Ces deux chercheurs poursuivent des travaux internationalement reconnus, publiés notamment dans la revue «Nature», qui est célèbre. Ils avaient entre autres l'intention d'organiser un colloque à Genève - trois cents nuitées, six cents repas - mais le doyen de la faculté des sciences, qui pourtant est très actif pour essayer de défendre sa faculté dès qu'un modeste article paraît à gauche ou à droite, ce même doyen n'a pas trouvé le temps, Mesdames et Messieurs, de recevoir ces deux chercheurs, si bien que le congrès est parti à Annecy. Alors, merci pour les rapports entre l'université et la cité ! Le doyen de la faculté des sciences nous a fait perdre des ressources : qu'en pense le département ? C'est ma première question.
D'autre part, que pense le département de l'instruction publique, qui est quand même l'autorité tutélaire de la faculté des sciences, de cette manière d'exclure des chercheurs non seulement au prétexte de l'âge - alors que, je le répète, ils ne coûtent rien ; la question serait différente s'ils émargeaient au budget de l'université - mais, visiblement, pour des querelles qui sont de nature purement personnelles et scientifiques, sans que la qualité des recherches soit prise en compte. C'est ma deuxième question.
Enfin, ma troisième question : un grand laboratoire lyonnais dont vous connaissez, bien entendu, le nom, puisque c'est l'un des premiers laboratoires de France, a manifesté de l'intérêt et de l'intérêt pécuniaire pour cette recherche. A partir du moment où ces chercheurs seront exclus des laboratoires de l'université - il n'en va pas de même pour les sciences humaines où vous pouvez travailler chez vous - nous ne pourrons évidemment plus bénéficier des retombées financières du laboratoire Mérieux.
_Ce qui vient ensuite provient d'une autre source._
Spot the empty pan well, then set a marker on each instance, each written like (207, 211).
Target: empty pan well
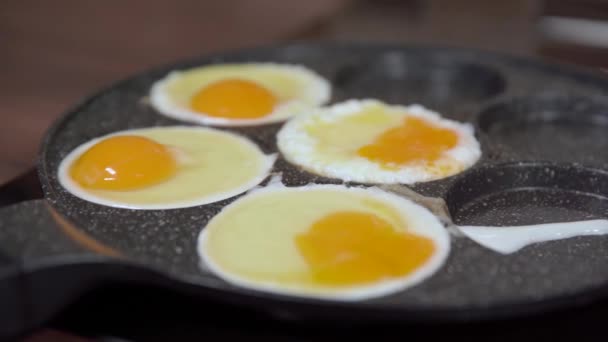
(528, 193)
(550, 128)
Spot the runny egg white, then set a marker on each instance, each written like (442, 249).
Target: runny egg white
(369, 141)
(239, 94)
(324, 241)
(164, 167)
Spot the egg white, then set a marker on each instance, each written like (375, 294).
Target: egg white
(420, 221)
(312, 91)
(302, 149)
(264, 165)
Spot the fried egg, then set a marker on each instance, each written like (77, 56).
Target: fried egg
(324, 241)
(239, 94)
(164, 167)
(369, 141)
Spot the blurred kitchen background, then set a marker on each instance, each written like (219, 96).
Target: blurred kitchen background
(55, 52)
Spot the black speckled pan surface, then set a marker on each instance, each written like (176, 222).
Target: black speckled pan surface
(544, 135)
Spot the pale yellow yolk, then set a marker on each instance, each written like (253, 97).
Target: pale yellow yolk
(355, 248)
(234, 99)
(414, 140)
(125, 162)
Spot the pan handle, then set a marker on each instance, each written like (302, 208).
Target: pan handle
(42, 270)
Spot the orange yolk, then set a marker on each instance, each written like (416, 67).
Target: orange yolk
(415, 140)
(353, 248)
(234, 99)
(125, 162)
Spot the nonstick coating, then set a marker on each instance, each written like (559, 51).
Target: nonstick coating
(543, 134)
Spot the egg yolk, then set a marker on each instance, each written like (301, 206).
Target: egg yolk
(352, 248)
(414, 140)
(125, 162)
(234, 99)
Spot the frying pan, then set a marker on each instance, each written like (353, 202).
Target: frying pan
(542, 128)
Ce fait, qui a été porté à la connaissance de plusieurs députés par les chercheurs incriminés, mérite, à mon avis, que le département de l'instruction publique s'informe et nous fasse un rapport, parce qu'il est parfaitement significatif de certains dysfonctionnements qui se produisent à l'université.
Je n'aimerais pas que, d'une manière ou d'une autre, la faculté des sciences revive ce qu'elle a déjà vécu, il y a vingt ans, avec les affaires Ilmensee et Crippa et qui porte, encore aujourd'hui, préjudice à la réputation de cette faculté.